9. Related Topics to Study Next

  1. Bharatiya Nyaya Sanhita (BNS), 2023 — Direct legal context; understand what changed from IPC, especially Sections on organised crime, mob violence, and community-based offences.
  2. NHRC: Mandate, Composition, and Powers — NHRC's role in the Chakma case (notice to DM) is a direct hook; understand limitations (it cannot try cases).
  3. North-East India: Integration Challenges — Historical, political, and social context for why discrimination persists; ties to Chapter 6 of GS-I on Social Issues.
  4. Article 15 and Protective Discrimination Jurisprudence — SC rulings on when differential treatment is permissible vs. discriminatory.
  5. Nido Tania Case (2014) — Direct historical precedent; compare government response then vs. now.
  6. Mob Lynching in India — BNS provisions, SC's 2018 Tehseen Poonawalla guidelines; legislative vacuum at Centre.
  7. Karnataka Hate Speech & Hate Crimes Bill, 2025 — India's only current state-level attempt; useful for comparative analysis in Mains answers.
  8. Matthew Shepard & James Byrd Jr. Hate Crimes Prevention Act (USA, 2009) — International model for comparison in Mains answers on hate crime legislation.

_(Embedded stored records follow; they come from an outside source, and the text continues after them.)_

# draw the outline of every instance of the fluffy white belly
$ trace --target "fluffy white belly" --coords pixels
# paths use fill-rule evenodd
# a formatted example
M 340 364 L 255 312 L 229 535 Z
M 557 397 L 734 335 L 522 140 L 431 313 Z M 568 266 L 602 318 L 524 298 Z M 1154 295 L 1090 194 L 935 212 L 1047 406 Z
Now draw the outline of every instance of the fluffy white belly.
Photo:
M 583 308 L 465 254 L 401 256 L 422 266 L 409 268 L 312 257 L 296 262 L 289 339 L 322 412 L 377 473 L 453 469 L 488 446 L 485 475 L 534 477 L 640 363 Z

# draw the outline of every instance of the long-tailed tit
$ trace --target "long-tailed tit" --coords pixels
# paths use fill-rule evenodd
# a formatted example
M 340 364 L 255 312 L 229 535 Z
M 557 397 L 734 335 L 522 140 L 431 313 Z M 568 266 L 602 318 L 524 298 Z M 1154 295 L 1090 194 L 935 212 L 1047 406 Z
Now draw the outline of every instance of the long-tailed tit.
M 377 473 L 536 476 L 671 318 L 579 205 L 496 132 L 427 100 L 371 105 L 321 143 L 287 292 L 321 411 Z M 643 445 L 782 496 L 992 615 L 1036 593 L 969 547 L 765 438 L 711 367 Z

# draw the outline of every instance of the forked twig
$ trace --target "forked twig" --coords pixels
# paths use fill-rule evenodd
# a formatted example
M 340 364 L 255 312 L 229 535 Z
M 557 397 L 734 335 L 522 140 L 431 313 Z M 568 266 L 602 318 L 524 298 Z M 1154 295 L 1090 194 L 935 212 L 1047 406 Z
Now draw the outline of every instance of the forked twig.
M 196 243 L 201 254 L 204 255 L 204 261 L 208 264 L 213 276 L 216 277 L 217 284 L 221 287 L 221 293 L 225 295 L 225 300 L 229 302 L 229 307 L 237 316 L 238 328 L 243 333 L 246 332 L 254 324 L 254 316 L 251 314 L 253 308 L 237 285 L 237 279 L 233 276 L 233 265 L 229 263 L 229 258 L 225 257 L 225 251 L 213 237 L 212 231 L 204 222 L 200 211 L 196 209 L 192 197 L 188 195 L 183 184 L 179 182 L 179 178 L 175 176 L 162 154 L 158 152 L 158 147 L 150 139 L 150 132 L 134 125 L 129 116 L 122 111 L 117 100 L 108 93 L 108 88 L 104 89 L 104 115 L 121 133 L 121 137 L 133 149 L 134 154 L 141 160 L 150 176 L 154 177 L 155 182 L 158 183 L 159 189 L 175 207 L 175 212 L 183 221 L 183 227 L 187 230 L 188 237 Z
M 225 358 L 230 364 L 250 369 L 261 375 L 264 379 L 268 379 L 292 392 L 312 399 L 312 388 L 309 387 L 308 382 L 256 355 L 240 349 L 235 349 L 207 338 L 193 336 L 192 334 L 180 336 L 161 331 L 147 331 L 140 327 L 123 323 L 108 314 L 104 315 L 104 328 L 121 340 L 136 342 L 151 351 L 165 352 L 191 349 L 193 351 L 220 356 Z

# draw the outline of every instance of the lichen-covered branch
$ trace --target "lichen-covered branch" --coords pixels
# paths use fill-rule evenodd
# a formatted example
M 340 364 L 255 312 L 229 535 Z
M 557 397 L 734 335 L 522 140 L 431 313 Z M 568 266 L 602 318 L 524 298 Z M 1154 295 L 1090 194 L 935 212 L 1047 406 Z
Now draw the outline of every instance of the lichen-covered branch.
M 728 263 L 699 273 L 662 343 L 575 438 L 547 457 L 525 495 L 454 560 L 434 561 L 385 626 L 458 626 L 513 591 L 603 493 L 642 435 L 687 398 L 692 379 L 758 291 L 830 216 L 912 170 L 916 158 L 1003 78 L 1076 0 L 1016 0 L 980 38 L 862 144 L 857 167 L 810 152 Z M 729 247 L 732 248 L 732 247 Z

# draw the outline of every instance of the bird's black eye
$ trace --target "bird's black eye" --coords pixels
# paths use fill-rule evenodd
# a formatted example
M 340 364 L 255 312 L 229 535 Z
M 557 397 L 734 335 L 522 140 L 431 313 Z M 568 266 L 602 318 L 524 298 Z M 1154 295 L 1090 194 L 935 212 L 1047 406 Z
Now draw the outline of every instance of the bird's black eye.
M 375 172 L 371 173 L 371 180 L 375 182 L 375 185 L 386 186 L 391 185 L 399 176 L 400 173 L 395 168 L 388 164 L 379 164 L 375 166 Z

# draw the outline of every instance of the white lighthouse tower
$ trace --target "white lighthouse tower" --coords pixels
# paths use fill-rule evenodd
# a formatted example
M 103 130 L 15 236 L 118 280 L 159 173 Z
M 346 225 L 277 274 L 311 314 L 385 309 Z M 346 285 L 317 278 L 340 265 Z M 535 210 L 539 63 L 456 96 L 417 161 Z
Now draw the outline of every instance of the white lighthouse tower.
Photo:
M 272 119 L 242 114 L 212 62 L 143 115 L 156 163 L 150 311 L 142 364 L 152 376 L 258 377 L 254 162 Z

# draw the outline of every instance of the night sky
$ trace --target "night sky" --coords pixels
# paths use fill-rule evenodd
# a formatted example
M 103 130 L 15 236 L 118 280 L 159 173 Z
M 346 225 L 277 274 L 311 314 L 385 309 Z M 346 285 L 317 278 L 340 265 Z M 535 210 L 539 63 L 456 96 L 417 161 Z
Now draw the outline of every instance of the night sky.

10. Common Errors / Trap Areas

  1. Confusing BNS with IPC provisions: The BNS replaced the IPC from July 1, 2024. Do not cite "Section 153A IPC" as current law — cite the BNS equivalent. However, BNS does not have an explicit hate-crime chapter; this gap is the crux of the petition.
  2. Assuming SC ruled on merits: The SC did not declare racial slurs as hate crimes — it only asked the Attorney-General to consider the petition and refer it to an appropriate authority. No substantive order was passed.
  3. CJI's position misread: CJI Surya Kant disagreed with pigeonholing crime by race/region — aspirants may wrongly read this as the SC endorsing hate-crime legislation. The CJI's concern was about polarisation, not denial of the problem.
  4. NHRC powers overstated: NHRC issued a notice and sought an ATR — it cannot prosecute, convict, or compel compensation on its own. NHRC recommendations are not binding.
  5. Law & Order jurisdiction confusion: Many aspirants forget that Law & Order (police) is a State subject — a central hate-crime law would need to navigate federal structure carefully, likely using the Concurrent List (List III).